(x^3+yx^3)xy=x^5-y^5
(x^3+yx^3)xy=x^5-y^5
Hmmm. I'd pull out that x^3 first, giving
(1+y)x^4y=x^5-y^5
(y')(x^4y)+(1+y)(4x^3y+x^4y') = 5x^4-5y^4y'
Now expand some to get the y' terms:
x^4yy' + (1+y)(4x^3y) + (1+y)(x^4y') = 5x^4-5y^4y'
y'(x^4y + (1+y)x^4 + 5y^4) = 5x^4 - (1+y)(4x^3y)
Now simplify and divide for
y' =
x^3(5x-4y^2-4y)
-----------------------
2x^4y + x^4 + 5y^4
5x^4-4x^3,y-y^4/x^4+4xy^3+5y^4 answer
http://www.wolframalpha.com/input/?i=derivative+(x%5E3%2Byx%5E3)xy%3Dx%5E5-y%5E5
To solve the equation (x^3+yx^3)xy=x^5-y^5, let's break it down step by step.

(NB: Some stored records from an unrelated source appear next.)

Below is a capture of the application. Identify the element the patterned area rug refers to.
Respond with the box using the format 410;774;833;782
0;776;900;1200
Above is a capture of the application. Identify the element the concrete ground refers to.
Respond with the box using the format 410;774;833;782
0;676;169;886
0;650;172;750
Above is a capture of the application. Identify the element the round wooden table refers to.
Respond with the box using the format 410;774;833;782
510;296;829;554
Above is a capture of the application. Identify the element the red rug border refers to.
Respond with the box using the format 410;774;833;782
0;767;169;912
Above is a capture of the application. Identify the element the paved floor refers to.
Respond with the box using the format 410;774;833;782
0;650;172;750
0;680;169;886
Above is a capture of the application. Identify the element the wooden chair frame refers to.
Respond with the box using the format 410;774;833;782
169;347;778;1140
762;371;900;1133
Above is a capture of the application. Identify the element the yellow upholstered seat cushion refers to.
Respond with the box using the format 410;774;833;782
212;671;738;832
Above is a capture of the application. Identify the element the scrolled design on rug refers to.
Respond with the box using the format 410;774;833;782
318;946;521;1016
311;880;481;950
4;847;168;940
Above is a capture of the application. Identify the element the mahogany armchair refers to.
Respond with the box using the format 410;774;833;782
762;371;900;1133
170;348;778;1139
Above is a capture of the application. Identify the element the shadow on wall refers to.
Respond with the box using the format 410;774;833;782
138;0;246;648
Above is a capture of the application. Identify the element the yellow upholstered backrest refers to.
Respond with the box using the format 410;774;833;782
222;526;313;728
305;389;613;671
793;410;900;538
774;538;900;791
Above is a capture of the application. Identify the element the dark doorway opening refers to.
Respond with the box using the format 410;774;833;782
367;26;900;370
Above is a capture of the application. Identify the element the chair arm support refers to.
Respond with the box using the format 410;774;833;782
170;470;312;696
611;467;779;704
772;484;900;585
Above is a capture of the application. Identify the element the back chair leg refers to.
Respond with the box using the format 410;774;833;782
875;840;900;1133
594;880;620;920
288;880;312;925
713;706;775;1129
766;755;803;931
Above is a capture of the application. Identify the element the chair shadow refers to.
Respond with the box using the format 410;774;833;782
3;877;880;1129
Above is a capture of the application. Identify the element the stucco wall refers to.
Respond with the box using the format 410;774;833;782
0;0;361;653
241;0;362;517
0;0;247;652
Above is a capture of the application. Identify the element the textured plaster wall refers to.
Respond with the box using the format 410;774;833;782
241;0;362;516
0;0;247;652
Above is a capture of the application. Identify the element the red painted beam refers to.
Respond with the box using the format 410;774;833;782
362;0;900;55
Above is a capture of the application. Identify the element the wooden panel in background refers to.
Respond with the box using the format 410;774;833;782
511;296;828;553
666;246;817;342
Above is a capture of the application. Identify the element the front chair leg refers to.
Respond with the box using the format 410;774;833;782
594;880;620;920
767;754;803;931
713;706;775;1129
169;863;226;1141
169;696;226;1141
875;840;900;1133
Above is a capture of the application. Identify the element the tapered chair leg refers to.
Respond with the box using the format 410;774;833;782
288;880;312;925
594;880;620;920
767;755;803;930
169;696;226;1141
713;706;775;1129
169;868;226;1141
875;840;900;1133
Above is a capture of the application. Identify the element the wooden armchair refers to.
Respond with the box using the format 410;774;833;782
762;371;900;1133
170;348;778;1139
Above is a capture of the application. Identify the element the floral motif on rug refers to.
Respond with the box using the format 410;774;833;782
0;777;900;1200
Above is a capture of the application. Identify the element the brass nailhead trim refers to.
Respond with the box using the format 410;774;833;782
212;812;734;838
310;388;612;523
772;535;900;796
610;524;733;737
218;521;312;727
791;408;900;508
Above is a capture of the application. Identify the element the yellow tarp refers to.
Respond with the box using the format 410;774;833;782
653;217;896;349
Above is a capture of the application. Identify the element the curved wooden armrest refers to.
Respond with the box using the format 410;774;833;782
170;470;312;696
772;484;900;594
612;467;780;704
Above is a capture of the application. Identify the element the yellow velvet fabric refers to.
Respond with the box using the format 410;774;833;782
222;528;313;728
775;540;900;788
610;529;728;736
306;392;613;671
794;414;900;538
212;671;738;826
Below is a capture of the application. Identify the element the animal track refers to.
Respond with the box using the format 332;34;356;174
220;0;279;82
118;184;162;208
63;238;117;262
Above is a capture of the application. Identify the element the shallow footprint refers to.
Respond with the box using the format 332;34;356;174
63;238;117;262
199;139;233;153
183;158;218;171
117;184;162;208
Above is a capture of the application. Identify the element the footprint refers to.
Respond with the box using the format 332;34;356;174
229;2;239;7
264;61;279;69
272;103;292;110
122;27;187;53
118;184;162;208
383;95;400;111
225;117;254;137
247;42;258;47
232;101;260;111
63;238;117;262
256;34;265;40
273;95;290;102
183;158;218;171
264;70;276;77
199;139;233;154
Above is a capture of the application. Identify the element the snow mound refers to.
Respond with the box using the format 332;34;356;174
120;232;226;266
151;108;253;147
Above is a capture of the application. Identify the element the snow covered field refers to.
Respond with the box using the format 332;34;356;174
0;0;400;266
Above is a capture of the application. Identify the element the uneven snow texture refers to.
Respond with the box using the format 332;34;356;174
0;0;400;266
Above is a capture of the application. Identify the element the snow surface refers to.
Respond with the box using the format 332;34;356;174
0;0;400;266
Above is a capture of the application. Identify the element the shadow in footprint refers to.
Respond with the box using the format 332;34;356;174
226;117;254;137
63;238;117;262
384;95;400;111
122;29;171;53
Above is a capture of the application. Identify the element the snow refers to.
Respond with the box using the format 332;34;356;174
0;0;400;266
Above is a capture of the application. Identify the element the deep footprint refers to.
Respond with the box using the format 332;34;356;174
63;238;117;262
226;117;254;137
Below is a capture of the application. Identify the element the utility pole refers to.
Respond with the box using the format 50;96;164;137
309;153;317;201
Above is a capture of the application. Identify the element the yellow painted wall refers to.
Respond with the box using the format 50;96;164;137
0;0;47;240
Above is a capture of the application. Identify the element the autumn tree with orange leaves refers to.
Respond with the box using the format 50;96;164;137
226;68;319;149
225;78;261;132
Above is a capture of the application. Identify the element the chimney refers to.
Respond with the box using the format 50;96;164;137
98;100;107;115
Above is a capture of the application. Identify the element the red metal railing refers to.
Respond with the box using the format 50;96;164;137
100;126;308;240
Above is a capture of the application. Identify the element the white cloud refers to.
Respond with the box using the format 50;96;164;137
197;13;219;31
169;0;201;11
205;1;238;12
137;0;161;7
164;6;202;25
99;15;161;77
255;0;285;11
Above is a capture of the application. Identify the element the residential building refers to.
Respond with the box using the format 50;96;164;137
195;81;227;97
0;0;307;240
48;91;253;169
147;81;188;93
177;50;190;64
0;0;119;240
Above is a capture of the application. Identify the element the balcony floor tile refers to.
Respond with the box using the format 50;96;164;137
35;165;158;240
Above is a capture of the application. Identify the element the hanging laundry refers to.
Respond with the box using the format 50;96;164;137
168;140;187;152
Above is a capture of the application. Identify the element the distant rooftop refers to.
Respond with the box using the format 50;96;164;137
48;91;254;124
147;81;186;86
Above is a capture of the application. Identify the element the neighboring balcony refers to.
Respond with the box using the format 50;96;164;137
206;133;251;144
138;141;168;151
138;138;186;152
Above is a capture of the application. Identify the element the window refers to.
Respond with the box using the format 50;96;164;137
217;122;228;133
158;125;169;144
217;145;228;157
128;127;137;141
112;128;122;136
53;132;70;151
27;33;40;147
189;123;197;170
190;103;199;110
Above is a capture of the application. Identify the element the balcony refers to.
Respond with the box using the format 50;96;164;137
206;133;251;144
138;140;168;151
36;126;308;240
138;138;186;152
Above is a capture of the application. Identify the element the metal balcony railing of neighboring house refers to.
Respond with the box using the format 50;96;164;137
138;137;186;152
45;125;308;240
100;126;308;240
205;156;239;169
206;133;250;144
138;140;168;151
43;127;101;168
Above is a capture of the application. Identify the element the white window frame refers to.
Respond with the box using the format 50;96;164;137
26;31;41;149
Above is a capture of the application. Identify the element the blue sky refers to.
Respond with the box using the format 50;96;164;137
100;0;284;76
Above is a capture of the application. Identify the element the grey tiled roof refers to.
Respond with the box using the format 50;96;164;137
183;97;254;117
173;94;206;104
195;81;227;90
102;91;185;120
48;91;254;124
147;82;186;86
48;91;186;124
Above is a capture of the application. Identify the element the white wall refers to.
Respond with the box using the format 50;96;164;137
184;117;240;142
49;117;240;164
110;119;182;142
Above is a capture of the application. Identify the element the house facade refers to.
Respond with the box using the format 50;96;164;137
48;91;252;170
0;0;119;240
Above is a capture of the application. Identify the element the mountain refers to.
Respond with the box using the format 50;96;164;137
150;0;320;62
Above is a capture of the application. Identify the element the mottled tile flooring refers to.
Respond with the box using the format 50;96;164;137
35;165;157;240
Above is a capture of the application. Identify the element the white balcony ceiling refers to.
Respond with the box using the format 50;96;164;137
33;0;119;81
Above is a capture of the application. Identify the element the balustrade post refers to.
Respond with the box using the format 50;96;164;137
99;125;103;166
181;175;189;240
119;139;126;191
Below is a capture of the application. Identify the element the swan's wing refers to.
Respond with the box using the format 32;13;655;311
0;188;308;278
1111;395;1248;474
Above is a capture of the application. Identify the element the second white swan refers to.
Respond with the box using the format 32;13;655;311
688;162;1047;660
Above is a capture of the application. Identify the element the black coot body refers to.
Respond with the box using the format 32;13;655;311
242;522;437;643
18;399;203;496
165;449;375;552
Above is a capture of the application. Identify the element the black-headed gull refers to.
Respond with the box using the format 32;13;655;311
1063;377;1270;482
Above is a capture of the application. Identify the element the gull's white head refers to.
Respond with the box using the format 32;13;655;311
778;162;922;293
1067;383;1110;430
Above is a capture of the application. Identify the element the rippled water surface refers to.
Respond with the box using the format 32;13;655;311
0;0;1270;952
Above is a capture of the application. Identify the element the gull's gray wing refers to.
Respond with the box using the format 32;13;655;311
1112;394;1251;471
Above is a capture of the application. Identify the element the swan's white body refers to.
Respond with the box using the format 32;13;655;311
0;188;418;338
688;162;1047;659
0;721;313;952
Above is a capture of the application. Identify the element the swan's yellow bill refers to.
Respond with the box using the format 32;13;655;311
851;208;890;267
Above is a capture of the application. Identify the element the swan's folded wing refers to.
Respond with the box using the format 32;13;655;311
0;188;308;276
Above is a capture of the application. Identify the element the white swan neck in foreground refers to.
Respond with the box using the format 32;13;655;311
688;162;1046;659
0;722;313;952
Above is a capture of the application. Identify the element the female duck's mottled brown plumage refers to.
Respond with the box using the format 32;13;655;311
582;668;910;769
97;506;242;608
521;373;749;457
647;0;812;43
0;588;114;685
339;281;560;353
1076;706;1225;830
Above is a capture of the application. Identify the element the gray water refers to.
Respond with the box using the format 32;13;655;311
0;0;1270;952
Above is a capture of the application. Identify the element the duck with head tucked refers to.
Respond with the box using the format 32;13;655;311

Step 1: Distribute the terms on the left side of the equation
(x^3+yx^3)xy = x^5 - y^5
Expanding the first term:
(x^3 + yx^3)xy = (x^3 * xy) + (yx^3 * xy)
Step 2: Simplify the left side
(x^3 * xy) + (yx^3 * xy) = x^4y^2 + x^2y^4
Step 3: The equation becomes
x^4y^2 + x^2y^4 = x^5 - y^5
Step 4: Rearrange the equation to get all terms on one side
x^4y^2 + x^2y^4 - x^5 + y^5 = 0
Step 5: Factor out common terms
x^4y^2 - x^5 + x^2y^4 + y^5 = x^4(y^2 - x) + y^5(x^2 + 1) = 0
Now, we have factored the equation which can help us find any possible solutions for x and y.